Detecting exoplanets
Researchers are able to take incredible pictures of the planets in our solar system using powerful telescopes and space probes. But exoplanets, which orbit distant stars, are more difficult to directly observe, because they are much farther away and close to their extremely bright stars. Instead, astronomers often detect exoplanets indirectly, through the effect they have on their host star.
How do astronomers discover new exoplanets?
Transit method
For an observer, when a planet passes in front of its star, it is called a "transit." From Earth's point of view, we can see Venus and Mercury crossing in front of the Sun on rare occasions. Planets can also transit in front of distant stars. When this happens, the brightness of the star appears to decrease temporarily.
Astronomers can detect exoplanets by spotting these dips in the brightness of stars. Certain space missions like NASA's Kepler Space Telescope have been designed to stare at hundreds of thousands of stars at a time to detect these temporary changes. Based on the frequency of these light variations, scientists can determine the size and orbital period of the exoplanets. Three-quarters of known exoplanets have been discovered using the transit method!
Transits captured by sensitive space telescopes can not only help find new exoplanets, but they can also help reveal the composition of the distant planets' atmospheres! When an exoplanet passes in front of a star, the light of the star shines through the atmosphere of the planet. Scientists study this light using a technique called transmission spectroscopy to learn more about the chemical composition of the planet's atmosphere. Molecules like oxygen and water can be detected. Finding these molecules – and other possible signs of life known as biosignatures – is one of the key goals of the James Webb Space Telescope and the Canadian-led NEAT program.
Radial velocity method
A planet travels along its orbit because of the gravitational pull of its star. But did you know that stars also move slightly – or wobble – because of the gravitational effect of their planets?
A star's wobble is tiny compared to a planet's orbit since stars are so much bigger than planets. Despite this difference, instruments on modern telescopes are now sensitive enough to measure this wobble.
The first exoplanet ever detected around a Sun-like star, 51 Pegasi b, was discovered using the radial velocity method in . Here's how it works: as a star wobbles, moving towards and away from the observing telescope due to the presence of one or many planets, the light it emits is affected. Scientists can calculate how fast a star is wobbling by measuring the intensity of the Doppler effect – the stretching and compression of lightwaves. The faster the wobble, the bigger and closer the planet orbiting the star!
Have you ever noticed that an ambulance sounds different depending on whether it is getting closer to you or farther away from you?

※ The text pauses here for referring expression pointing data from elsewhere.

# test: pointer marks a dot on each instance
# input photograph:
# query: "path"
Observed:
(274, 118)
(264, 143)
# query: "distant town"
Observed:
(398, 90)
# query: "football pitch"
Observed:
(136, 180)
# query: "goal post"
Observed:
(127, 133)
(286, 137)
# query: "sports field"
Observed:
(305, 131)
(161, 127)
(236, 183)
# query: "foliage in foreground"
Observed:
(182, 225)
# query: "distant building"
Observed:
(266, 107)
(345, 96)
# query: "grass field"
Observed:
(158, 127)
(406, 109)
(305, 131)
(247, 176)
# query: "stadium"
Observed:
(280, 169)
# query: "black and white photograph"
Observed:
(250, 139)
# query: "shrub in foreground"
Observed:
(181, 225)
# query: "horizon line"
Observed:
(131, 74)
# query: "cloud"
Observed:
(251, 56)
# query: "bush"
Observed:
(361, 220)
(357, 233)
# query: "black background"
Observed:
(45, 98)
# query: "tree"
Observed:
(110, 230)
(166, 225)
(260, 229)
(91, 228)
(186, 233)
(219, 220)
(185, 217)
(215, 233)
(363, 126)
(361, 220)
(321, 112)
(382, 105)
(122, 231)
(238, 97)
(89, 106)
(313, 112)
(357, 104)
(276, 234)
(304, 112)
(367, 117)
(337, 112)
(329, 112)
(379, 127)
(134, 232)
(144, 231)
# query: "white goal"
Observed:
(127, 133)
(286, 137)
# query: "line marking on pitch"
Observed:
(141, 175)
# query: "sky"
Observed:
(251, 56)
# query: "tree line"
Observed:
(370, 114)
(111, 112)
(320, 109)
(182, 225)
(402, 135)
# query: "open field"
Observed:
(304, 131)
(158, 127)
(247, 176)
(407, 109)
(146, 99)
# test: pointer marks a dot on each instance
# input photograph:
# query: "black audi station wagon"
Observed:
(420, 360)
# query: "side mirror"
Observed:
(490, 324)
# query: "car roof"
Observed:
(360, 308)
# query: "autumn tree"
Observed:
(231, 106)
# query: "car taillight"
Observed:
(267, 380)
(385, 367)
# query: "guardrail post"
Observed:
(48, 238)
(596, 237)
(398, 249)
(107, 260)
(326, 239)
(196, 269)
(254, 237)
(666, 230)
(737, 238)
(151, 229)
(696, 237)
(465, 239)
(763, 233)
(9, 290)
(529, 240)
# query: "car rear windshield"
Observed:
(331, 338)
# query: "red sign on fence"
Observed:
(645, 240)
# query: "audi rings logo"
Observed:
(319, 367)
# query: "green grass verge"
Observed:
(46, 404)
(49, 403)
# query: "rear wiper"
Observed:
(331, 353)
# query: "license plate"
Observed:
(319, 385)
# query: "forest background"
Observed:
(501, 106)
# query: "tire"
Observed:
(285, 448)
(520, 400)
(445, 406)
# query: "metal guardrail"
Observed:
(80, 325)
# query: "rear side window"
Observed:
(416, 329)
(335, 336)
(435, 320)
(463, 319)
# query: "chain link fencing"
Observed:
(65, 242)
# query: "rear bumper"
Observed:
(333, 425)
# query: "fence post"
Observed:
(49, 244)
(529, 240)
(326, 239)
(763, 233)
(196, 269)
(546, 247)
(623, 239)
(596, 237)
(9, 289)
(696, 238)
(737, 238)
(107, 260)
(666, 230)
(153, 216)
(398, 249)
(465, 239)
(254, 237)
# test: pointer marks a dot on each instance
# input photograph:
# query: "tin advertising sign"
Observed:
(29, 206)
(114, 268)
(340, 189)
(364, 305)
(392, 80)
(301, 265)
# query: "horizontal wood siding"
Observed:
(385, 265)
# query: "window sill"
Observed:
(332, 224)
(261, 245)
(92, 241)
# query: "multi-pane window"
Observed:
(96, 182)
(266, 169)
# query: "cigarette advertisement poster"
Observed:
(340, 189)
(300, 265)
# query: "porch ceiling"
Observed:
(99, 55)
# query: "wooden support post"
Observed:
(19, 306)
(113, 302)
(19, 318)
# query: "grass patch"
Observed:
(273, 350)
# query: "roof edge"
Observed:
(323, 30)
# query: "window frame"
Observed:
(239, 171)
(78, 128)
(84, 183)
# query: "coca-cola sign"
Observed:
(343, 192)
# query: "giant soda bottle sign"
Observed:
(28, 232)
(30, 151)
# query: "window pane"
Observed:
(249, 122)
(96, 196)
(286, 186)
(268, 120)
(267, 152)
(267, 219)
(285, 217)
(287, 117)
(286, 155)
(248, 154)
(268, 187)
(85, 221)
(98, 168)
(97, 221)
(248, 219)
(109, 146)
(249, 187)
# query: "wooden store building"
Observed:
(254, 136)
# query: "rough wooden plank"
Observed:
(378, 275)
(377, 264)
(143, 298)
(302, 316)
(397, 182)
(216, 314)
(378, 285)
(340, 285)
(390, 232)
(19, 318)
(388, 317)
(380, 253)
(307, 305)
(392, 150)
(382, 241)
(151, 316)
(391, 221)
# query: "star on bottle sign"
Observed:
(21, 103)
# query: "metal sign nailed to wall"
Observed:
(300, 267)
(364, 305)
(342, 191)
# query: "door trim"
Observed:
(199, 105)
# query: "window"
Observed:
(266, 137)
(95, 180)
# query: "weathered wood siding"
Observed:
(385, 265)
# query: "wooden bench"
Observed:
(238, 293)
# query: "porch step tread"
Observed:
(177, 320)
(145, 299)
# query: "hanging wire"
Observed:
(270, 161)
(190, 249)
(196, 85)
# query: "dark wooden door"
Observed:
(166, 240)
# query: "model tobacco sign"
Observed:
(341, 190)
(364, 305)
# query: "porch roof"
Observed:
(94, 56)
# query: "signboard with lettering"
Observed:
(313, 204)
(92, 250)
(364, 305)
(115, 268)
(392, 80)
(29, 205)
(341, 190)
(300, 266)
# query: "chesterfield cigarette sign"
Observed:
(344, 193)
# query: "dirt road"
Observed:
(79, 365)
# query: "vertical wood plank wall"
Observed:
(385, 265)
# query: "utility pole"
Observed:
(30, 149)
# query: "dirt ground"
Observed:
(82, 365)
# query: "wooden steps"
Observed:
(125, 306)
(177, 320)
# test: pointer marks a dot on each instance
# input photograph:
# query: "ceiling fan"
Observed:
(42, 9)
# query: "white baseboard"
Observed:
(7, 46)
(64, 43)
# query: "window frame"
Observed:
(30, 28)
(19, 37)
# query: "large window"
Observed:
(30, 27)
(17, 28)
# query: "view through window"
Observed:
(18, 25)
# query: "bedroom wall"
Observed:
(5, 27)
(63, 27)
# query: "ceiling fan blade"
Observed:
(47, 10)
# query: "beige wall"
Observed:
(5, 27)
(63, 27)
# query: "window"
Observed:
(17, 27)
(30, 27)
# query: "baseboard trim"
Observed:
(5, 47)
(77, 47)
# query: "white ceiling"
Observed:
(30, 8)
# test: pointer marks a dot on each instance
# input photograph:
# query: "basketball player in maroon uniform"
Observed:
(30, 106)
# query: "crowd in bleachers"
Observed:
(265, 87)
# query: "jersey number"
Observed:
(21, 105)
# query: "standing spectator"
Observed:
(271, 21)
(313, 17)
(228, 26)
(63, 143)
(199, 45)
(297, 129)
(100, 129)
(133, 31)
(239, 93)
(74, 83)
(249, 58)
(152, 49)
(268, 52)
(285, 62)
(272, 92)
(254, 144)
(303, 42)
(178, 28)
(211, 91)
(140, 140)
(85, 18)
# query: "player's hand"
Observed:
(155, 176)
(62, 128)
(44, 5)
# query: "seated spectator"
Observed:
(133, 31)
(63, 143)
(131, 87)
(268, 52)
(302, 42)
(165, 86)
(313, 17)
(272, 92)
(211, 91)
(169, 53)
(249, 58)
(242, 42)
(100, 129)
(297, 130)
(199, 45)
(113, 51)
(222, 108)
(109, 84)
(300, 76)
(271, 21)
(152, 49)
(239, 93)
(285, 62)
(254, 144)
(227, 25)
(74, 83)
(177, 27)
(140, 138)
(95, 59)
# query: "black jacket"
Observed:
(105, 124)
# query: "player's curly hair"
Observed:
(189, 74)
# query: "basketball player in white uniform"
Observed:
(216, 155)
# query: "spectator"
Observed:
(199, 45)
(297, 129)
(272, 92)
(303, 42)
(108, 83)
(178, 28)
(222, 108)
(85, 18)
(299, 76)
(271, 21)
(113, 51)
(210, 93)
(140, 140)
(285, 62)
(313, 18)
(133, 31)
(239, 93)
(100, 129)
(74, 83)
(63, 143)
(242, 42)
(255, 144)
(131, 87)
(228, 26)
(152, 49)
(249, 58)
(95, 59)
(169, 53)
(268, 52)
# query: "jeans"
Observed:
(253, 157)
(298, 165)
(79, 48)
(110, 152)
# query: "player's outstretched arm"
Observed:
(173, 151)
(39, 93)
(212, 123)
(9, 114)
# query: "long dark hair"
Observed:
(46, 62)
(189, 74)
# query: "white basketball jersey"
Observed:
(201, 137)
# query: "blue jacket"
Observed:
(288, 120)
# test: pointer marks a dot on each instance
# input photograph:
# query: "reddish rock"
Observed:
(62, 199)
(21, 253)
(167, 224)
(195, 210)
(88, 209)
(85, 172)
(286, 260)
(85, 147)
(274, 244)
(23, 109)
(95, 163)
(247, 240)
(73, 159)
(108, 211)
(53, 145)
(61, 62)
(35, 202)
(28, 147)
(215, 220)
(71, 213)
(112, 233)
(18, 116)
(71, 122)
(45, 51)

This phenomenon is known as the Doppler effect. As the ambulance approaches, the soundwaves it creates are compressed, creating a higher pitched sound. As the ambulance recedes, the soundwaves are stretched, lowering the pitch of the sound. The same effect also happens to light. An object emitting light will appear bluer when it is getting closer (as the lightwaves compress) and redder when it's getting farther away (as the lightwaves stretch). These effects are known as blueshift and redshift.
The radial velocity method has Canadian roots! In the 1980s, a team of Canadian astronomers – Bruce Campbell, Gordon Walker and Stephenson Yang – pioneered the observational technique used to discover exoplanets based on radial velocity measurements.
Direct imaging
It is extremely difficult (but not impossible!) to take direct images of planets outside our solar system. Their extreme distance from Earth and tiny size (in relation to their host star) means that exoplanets are very hard to capture, especially in the kind of high-resolution we are now used to seeing the planets and asteroids within our own solar system.
To directly image an exoplanetary system, scientists block out the central star to prevent its glare from drowning out the planets. Direct imaging is easier if the planets are relatively far away from their star, or if the whole system is young, as young planets are brighter and easier to spot. Astronomers have even been able to directly observe planets as they are being formed!
The challenges of direct imaging – distance, glare, some planets' small size – mean that most of the images of exoplanets in popular media are artists' concepts of what the distant worlds might look like. Scientists have only been able to directly image a handful of exoplanets; in , a team of Canadian astronomers was the first to directly image a multi-planet system, the planets around star HR 8799.